The key is to use social media to tell stories that show how individuals are affected by the PSLF Program, says Jared D. Hess, legislative coordinator and director for grassroots operation in the GAO, who is coordinating the social media campaign. A relatively few social media comments can be just as effective as hundreds of emails or more, he says, because they tie comments directly to an actual person and because social media posts are public and can be viewed by others outside of congressional offices. Some lawyers participating in the PSLF Program already have posted messages and even some videos. “Stories are the most effective grassroots tool,” says Hess, telling how losing the program would affect them and the people they serve.”

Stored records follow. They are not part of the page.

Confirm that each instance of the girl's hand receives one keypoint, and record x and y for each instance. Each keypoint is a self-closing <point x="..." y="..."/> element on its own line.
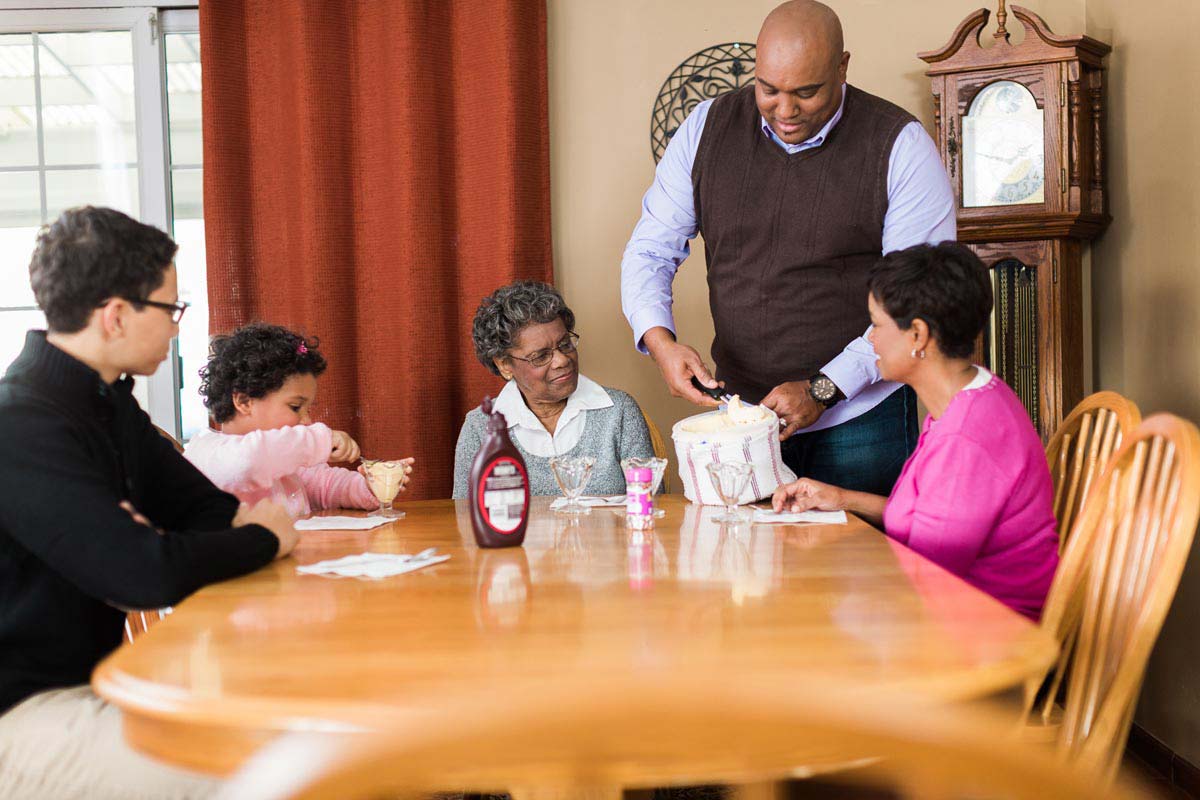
<point x="807" y="494"/>
<point x="345" y="449"/>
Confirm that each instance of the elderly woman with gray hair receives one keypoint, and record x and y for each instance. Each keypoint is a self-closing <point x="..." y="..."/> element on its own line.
<point x="526" y="334"/>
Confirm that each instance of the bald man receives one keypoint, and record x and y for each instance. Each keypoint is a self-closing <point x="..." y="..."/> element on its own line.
<point x="798" y="184"/>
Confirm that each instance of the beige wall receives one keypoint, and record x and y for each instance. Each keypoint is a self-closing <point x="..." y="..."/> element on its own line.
<point x="1146" y="284"/>
<point x="607" y="59"/>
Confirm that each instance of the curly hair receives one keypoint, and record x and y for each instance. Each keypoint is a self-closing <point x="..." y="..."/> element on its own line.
<point x="945" y="284"/>
<point x="502" y="316"/>
<point x="255" y="360"/>
<point x="91" y="254"/>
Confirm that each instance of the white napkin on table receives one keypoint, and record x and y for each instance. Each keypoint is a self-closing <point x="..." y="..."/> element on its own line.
<point x="341" y="523"/>
<point x="789" y="518"/>
<point x="371" y="565"/>
<point x="592" y="501"/>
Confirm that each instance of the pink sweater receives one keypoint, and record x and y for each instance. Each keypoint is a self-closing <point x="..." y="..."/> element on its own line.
<point x="268" y="463"/>
<point x="977" y="499"/>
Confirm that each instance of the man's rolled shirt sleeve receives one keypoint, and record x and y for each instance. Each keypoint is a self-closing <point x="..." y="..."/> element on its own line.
<point x="661" y="239"/>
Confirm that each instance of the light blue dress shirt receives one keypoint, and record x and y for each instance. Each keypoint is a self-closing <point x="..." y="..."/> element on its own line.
<point x="921" y="209"/>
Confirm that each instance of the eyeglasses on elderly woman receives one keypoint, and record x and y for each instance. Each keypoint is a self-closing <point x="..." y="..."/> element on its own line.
<point x="541" y="358"/>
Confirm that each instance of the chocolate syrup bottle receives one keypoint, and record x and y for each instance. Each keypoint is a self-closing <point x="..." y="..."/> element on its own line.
<point x="499" y="486"/>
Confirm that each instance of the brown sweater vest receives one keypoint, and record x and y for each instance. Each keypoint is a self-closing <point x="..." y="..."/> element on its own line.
<point x="790" y="239"/>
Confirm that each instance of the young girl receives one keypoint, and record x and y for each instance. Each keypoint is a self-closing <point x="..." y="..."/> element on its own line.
<point x="258" y="385"/>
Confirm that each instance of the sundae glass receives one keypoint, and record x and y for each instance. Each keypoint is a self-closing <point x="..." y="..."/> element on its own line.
<point x="571" y="473"/>
<point x="385" y="477"/>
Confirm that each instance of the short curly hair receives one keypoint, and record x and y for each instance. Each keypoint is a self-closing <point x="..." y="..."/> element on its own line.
<point x="255" y="360"/>
<point x="90" y="254"/>
<point x="945" y="284"/>
<point x="504" y="313"/>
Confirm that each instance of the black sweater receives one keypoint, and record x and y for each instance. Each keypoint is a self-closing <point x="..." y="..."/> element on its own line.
<point x="72" y="447"/>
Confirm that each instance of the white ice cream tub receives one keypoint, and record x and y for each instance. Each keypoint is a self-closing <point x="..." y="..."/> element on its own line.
<point x="753" y="443"/>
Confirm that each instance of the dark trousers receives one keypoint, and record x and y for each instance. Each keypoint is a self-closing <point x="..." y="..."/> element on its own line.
<point x="864" y="453"/>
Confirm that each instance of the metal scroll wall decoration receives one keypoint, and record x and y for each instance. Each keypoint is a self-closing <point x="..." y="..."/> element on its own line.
<point x="706" y="74"/>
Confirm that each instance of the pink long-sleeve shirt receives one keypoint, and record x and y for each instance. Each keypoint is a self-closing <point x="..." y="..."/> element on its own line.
<point x="269" y="463"/>
<point x="976" y="498"/>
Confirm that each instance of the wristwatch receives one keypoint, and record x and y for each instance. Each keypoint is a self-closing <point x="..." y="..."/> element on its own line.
<point x="823" y="390"/>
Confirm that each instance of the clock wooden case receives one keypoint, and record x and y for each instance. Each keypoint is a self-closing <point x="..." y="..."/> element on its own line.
<point x="1020" y="128"/>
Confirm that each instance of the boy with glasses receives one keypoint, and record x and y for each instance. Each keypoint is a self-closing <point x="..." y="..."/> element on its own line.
<point x="100" y="513"/>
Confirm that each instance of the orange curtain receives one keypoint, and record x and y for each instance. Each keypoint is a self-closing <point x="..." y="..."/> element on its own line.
<point x="371" y="170"/>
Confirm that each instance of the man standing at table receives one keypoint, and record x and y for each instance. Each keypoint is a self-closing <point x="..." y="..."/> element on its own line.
<point x="99" y="511"/>
<point x="798" y="184"/>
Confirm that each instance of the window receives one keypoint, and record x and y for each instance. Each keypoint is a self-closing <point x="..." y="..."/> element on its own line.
<point x="186" y="155"/>
<point x="84" y="100"/>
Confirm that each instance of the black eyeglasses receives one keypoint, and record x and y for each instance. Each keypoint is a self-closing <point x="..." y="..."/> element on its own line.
<point x="174" y="308"/>
<point x="541" y="358"/>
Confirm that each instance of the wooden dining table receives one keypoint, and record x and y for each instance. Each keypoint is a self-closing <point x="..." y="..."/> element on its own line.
<point x="244" y="661"/>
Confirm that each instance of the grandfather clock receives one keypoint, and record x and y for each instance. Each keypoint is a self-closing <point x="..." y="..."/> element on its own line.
<point x="1020" y="128"/>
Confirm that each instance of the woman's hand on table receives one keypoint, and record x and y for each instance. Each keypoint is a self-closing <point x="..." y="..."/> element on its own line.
<point x="807" y="494"/>
<point x="274" y="517"/>
<point x="345" y="447"/>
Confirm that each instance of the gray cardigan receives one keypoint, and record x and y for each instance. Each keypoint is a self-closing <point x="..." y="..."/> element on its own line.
<point x="609" y="435"/>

The GAO’s page on the ABA website provides step-by-step guidance on how to develop messages, including videos and selfies, and send them to members of Congress. The page even includes a list of social media handles for members of the Senate, where the key battles over the future of the PSLF Program are likely to be fought. Hess produced a 30-second message about the need to preserve the loan forgiveness program and an identifying logo stating the theme of the initiative: “What will you do without loan forgiveness?”

The initial response has been positive, says Hess, with hundreds of posts so far on Twitter. And he’s hoping for more to come. “If people are willing to work for 10 years to participate in the program,” he says, I would think they’d be willing to devote 60 seconds to help save the program.”

Updated at 12:50 p.m. to add images and video.